Cet événement frappa la maison de Galt durant l’absence du père d’Haverdale, appelé en ambassade sur le Continent, où depuis un mois son fils l’avait suivi en qualité de secrétaire. Une jeune parente dont toutes les actions portaient le cachet de la promptitude et de l’indépendance, crut devoir, grâce à sa dignité de femme mariée, se mettre au lieu et place de tous les appuis qui manquaient à la fois à la triste héritière ; et l’enlevant presque de force aux scènes lugubres qui se préparaient pour elle, l’emporta dans un château bien désert, bien romantique, à quelque distance de Londres, pour y exhaler ses premiers sanglots. Haverdale n’était point là pour barrer le passage à ce bizarre exil, dans le mois le plus âpre de l’hiver, et ne revint pas pour l’en rappeler au nom de l’amour. Il put se résoudre à passer en France tout le temps que sa maîtresse donnerait à la solitude, et il eut tort.
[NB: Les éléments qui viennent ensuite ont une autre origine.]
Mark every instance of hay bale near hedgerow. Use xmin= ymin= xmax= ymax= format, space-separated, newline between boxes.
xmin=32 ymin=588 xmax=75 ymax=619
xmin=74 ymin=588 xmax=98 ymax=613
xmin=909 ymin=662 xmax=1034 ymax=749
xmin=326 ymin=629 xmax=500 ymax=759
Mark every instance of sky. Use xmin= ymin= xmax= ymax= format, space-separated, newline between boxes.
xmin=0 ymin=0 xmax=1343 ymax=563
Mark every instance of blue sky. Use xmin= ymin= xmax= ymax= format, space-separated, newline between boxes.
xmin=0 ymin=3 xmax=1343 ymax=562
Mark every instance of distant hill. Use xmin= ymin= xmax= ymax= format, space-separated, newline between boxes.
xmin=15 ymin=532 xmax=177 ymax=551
Il céda peut-être un peu facilement aux assurances que milady Claudia Alstone lui donna par lettre, qu’il était convenable de laisser à Fanelly le temps de pleurer avant de le revoir. Le trop jeune, le trop grave Haverdale commit une maladresse de cœur, un crime d’amant, car sa présence était nécessaire là où pleurait Fanelly ; où Fanelly pleurait seule, elle qui ne devait attendre de consolations que de lui, d’autres empressemens que les siens, d’autres regards que ceux qui avaient l’heureux droit de lui dire : « Je souffre avec toi : console-toi pour moi ! » Il mit à la place de ce tout en amour, deux lettres, empreintes il est vrai d’une affection profonde, d’une confiance fort honorable pour sa fiancée dont il attendait, disait-il, le signal de son bonheur qui ne reposait que sur elle : mais il resta sur le Continent.

Cette résignation volontaire pouvait compromettre bien des intérêts. Fanelly consternée la considéra d’abord comme nécessaire, puisqu’il s’y soumettait ; elle pressa dans ses mains avec beaucoup de reconnaissance la lettre de son fiancé ; elle la serra même sur son cœur, cette chère signature d’époux, et tâcha de supporter, sans mourir, les jours de deuil. Ils s’écoulaient ces jours avec une lenteur désespérante pour deux jeunes femmes, dont l’une déplorait des parens aimés, dont l’autre bâillait du matin au soir, d’ennui, de solitude, au milieu du silence des bois ; silence affreux quand on entend au loin bondir l’orchestre des bals abandonnés dans un accès de dévoûment irréfléchi. Fanelly était pâle comme une fille d’Ossian, et sa cousine était de très mauvaise humeur.